Briefly, 100 μl of detection antibody was added to all wells, except blank, mixed gently and incubated overnight (16–24 h) at 4 °C. Plates were washed 3 times and standards and supernatant were added in the respective wells in duplicate. After the incubation time, the plates were washed again and incubated with 200 μl of conjugate for 60 min at room temperature. Plates were washed 3 times again and 200 μl of substrate was added and incubated for 15 min at room temperature in the dark. Natural Product Library mw The reaction was stopped by the addition of 50 μl stop solution, and colour was measured in an automated microplate spectrophotometer (Epoch, Biotek,

Winooski, VT, USA).

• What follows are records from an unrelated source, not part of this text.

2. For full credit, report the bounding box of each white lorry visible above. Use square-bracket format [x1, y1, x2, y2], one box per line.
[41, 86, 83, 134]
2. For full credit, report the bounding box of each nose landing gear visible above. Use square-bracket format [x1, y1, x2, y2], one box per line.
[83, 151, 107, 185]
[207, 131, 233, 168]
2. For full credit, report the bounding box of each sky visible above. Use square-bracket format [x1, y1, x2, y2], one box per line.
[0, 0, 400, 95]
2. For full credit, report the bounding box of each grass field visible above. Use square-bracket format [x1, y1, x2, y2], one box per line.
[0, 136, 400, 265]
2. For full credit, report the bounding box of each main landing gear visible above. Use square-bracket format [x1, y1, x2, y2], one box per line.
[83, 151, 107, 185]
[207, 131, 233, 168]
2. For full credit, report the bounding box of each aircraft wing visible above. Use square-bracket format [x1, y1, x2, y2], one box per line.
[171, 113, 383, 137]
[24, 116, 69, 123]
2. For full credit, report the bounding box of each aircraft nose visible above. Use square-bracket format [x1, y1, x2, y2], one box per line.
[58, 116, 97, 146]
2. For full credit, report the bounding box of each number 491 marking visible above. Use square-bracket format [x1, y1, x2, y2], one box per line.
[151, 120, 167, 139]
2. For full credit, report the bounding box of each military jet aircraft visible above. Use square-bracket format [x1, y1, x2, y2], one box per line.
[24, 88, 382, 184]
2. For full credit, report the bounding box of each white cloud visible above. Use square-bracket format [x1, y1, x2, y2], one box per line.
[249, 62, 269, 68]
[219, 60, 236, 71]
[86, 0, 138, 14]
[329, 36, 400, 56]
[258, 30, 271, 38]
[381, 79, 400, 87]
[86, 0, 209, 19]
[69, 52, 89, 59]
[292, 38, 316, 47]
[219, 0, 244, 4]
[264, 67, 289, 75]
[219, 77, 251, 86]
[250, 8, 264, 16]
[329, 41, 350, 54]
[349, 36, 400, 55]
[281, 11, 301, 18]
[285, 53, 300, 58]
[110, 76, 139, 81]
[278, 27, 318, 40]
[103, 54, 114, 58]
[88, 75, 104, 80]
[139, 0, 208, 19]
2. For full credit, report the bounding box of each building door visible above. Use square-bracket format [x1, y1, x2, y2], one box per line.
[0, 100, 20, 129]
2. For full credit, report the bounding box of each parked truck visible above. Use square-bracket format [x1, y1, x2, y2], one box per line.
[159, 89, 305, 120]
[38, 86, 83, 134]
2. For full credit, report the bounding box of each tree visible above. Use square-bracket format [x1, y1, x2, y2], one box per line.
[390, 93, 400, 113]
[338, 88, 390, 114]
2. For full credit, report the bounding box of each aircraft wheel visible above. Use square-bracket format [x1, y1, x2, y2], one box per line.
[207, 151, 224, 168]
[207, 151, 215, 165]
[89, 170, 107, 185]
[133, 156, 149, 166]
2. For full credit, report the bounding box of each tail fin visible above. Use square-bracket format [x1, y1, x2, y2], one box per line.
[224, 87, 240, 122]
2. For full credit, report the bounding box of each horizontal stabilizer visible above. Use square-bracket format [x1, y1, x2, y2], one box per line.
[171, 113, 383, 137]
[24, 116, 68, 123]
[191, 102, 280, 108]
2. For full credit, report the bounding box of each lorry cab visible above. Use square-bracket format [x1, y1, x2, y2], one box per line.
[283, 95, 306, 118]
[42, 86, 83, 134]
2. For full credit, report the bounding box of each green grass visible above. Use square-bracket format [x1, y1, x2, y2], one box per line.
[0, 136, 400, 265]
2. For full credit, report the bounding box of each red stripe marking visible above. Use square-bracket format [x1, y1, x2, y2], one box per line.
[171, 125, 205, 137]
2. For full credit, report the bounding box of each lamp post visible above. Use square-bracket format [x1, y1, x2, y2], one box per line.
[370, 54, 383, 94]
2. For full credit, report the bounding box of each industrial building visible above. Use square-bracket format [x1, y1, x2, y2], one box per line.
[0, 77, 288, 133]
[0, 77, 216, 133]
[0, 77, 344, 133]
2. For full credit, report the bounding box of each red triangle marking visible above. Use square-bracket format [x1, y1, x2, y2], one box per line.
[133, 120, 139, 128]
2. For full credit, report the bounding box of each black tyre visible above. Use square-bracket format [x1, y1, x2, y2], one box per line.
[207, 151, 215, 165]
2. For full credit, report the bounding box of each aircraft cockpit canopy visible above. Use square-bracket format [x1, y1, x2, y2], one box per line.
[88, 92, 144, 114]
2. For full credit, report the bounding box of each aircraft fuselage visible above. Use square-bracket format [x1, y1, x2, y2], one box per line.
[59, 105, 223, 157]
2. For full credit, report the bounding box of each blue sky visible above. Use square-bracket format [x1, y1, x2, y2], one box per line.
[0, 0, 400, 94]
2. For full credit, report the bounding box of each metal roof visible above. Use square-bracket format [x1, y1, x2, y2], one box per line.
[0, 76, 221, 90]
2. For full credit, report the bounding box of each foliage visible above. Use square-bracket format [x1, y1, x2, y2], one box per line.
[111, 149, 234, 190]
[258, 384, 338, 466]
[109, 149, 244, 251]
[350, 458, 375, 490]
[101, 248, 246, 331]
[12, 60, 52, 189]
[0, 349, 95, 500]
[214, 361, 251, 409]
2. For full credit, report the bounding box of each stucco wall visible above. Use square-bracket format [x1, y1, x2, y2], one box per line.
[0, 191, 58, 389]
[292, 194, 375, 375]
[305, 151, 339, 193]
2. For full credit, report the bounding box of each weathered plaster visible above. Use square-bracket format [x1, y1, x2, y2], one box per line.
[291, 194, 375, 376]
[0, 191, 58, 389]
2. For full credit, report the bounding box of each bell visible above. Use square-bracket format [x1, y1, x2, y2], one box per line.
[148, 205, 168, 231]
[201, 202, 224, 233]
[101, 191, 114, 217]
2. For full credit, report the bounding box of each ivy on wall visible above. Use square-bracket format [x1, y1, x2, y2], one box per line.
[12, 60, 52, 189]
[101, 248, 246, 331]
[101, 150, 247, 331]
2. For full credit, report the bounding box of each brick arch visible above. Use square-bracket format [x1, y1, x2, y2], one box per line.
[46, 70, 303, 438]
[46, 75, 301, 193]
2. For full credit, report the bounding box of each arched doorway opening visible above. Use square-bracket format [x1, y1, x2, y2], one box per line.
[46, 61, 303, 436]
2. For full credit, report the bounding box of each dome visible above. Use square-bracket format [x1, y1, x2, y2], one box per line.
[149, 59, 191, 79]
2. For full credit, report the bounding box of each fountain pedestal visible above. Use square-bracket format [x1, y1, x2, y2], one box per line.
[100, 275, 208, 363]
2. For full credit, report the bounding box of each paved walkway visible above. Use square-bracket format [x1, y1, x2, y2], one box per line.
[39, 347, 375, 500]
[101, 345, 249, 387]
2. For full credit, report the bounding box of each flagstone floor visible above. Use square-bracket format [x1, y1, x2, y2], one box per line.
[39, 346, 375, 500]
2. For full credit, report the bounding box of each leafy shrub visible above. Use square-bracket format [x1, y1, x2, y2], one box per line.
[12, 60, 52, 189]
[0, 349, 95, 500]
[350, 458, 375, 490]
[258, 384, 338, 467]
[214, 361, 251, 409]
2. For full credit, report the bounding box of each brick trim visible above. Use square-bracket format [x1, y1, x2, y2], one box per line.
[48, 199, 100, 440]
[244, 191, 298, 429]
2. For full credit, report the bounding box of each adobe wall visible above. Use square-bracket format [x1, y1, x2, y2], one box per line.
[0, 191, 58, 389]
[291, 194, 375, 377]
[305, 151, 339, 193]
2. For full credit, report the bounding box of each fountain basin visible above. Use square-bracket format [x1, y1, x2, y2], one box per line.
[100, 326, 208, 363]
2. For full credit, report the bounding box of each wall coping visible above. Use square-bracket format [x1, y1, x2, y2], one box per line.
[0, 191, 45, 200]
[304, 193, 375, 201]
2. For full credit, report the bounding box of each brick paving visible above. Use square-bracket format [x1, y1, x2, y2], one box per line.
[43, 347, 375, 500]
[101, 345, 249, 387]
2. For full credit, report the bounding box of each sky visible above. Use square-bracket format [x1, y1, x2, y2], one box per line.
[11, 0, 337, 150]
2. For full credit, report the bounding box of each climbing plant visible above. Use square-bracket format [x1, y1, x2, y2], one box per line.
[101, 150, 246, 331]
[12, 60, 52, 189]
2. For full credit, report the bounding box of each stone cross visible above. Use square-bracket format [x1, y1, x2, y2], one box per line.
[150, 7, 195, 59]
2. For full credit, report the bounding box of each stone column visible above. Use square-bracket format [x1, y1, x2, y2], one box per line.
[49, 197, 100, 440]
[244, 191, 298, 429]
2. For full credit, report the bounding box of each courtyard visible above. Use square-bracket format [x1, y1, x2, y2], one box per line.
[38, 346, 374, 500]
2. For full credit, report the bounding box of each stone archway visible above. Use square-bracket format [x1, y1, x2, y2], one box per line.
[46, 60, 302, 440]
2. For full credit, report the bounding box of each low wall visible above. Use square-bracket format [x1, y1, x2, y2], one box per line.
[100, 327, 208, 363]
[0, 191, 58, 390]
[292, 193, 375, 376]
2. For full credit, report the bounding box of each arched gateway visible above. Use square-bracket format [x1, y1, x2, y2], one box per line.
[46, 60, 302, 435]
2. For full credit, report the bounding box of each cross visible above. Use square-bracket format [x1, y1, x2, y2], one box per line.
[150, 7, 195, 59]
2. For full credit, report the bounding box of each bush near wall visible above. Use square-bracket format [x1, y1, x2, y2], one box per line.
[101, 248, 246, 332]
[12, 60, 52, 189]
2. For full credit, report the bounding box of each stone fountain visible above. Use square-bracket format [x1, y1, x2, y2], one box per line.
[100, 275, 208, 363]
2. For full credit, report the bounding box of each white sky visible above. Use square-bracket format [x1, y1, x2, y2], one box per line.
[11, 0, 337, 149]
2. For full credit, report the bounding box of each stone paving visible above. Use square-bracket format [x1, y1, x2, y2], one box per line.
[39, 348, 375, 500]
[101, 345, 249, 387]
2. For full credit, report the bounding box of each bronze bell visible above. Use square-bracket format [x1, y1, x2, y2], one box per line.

The total amounts of cytokines were determined as picograms (pg/ml). Results were calculated using the standard curves created in each assay. The ELISA assays were carried out

in a blind fashion in triplicate. The morphological findings of the in situ-like neoplasic areas, in each period, are depicted in Fig. 1. At 3 days, few small colonies of carcinoma epithelial cells were observed surrounded by numbered myoepithelial cells that assumed polyhedral check details and stellate morphology. At 5 and 7 days of culture, the number of carcinoma epithelial cells was more abundant assuming a cluster forming. Moreover, after 9 days of cell culture, the malignant epithelial cells were predominant in the plate, and few myoepithelial cells were visualized in the cell culture. Under the malignant cell carcinoma stimulation, the myoepithelial cell assumed a spindle-shaped morphology. Almost no myoepithelial cells were observed after the 13th day of cell culture and after 16 days, no in situ-like area was observed and there was a predominance of malignant cell demonstrating that the myoepithelial cells were not able to suppress the tumour cells blocking the malignant

cell proliferation. The IL-6 levels were higher when compared with IL-4 and IL-10 cytokines, in all studied periods (Fig. 2). IL-6 was over selleck chemicals llc expressed since the beginning of the cell culture and reached the peak after 9 days of cell culture (Fig. 2B). Interesting, the peak of IL-6 release fitted with the predominance of malignant cells in the culture when co-cultured with myoepithelial cells. After that, the levels started to decrease mainly at 16 days. Isolated, the myoepithelial cells released higher levels of IL-6 than the malignant cells which just produced IL-6 at the beginning of the cell culture. On the other hand, IL-4 secretion was the lowest in comparison with the other cytokines (Fig. 2A). In the in situ like areas, the IL-4 secretion was elevated at the beginning of the cell culture where was predominant the benign myoepithelial cells.